Good luck on getting an answer from Martha on this one Marrier. I'm still waiting to hear from her about the petition fraud criminal investigation.

She is harder to find than Waldo when she doesn't want to be found. I'll forward her you article though. Great reporting like always. ;)

Ryan Adams said...

Stuff like this annoys me to no end. Corruption really can be a devestation upon society; if people can't trust their government, government just doesn't work. There are countless examples of it around the world. Obviously, because there's corruption in the Boston police force, that doesn't mean we're about to fall apart at the seams... but a little constant vigilance doesn't hurt.

Mass Marrier said...

Lots of disturbing stuff around with both the AG and cops -- I agree. I keep watching those P'town cops-clearing-cops in beatings too.

Now too the MFI and others are lobbying the legislature to keep from getting any restrictions on their petition gathering and other aspects of initiatives.

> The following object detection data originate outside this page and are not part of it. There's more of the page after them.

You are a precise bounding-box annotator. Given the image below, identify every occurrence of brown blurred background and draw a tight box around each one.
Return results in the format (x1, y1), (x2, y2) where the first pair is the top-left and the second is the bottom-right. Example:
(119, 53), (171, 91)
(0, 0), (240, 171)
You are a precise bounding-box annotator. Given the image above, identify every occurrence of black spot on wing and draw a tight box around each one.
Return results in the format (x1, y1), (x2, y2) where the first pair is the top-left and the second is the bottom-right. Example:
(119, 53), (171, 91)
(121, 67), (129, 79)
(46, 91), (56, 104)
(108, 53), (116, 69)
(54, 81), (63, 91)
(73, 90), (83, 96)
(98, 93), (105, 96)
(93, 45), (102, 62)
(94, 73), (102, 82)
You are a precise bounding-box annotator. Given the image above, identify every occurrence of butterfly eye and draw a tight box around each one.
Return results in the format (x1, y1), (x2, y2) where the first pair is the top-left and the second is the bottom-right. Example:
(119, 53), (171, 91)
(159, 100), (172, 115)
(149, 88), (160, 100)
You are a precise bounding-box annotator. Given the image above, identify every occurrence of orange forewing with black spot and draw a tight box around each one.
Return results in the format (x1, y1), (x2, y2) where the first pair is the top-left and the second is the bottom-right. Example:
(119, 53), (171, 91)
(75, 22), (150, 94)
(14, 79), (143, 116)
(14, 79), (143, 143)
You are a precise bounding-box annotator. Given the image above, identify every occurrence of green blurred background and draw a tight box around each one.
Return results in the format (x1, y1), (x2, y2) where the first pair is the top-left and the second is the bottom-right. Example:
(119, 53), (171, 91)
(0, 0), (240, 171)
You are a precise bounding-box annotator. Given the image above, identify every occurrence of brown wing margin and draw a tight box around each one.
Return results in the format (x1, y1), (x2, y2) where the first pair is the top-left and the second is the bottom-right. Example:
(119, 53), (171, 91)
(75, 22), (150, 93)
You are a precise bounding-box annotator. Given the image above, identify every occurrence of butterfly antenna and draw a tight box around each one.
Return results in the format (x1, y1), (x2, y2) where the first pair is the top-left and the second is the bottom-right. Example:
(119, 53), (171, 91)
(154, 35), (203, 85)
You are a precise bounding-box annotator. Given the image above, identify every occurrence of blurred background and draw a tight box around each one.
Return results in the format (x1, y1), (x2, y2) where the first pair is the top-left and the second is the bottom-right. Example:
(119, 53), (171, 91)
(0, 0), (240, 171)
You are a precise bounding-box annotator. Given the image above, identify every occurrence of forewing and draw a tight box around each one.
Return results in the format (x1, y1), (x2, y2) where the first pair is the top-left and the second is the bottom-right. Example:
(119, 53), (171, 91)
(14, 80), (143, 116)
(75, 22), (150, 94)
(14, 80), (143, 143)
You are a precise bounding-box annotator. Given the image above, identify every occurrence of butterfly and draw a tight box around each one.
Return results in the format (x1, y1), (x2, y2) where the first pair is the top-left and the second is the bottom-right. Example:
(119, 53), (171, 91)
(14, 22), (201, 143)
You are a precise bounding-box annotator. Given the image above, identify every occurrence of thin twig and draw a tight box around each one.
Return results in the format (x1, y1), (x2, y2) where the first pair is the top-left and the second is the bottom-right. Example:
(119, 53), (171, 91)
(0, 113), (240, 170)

What is this place, the Wild Wild East?

SpecialBeatService said...

I have no opinion whether Stephen Benanti's conclusions are correct or not in this particular case but I would question any opinion he has which is critical of his former employer, the Massachusetts State Police. His testimony as a paid expert at trial that the official findings of the State Police Accident Reconstruction Unit were wrong while he was Commander of the Unit resulted in a new trial after the trial judge found his involvement in the trial both "extraordinary and troubling." He was almost immediately transferred out of the Unit and retired shortly thereafter. Since that time, he seems to always find that the State Police Accident Reconstruction investigation was wrong when he testifies as a paid expert in the 100 cases he is retained on per year.